When the order was given to abandon ship, Denman and another crewmember helped evacuate the crew and get life jackets to those already in the water. Because of Denman’s selfless actions, 100 of the 150 officers and crew survived the attack and sinking of Colhoun.
For his heroic efforts, Denman received the Silver Star and Purple Heart medals. He served for 20 years in the Coast Guard, retiring as a Senior Chief Petty Officer in 1961.
Named after Coast Guard enlisted heroes, the FRCs are replacing the aging Island-class 110-foot patrol boats.

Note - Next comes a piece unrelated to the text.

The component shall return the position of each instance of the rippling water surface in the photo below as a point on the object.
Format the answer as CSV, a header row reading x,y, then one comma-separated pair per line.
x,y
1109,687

The Sentinel-class cutters deliver vital capabilities to the Coast Guard, helping to meet the service’s need in the coastal zone and adjacent waters.
Cutters like the Douglas Denman, facilitated hundreds of domestic fisheries boardings, apprehended 105 suspected drug smugglers, interdicted 18,877 kilograms of cocaine, depriving transnational criminal organizations of $787 million in profits and rescued or interdicted 1,805 irregular maritime migrants during fiscal year 2021.
The commissioning of a ship is an age-old tradition where the vessel is assigned to active service and the crew ceremoniously reports aboard to accept their positions that will be passed on like a torch until the ship’s life comes to an end in the service and it is decommissioned.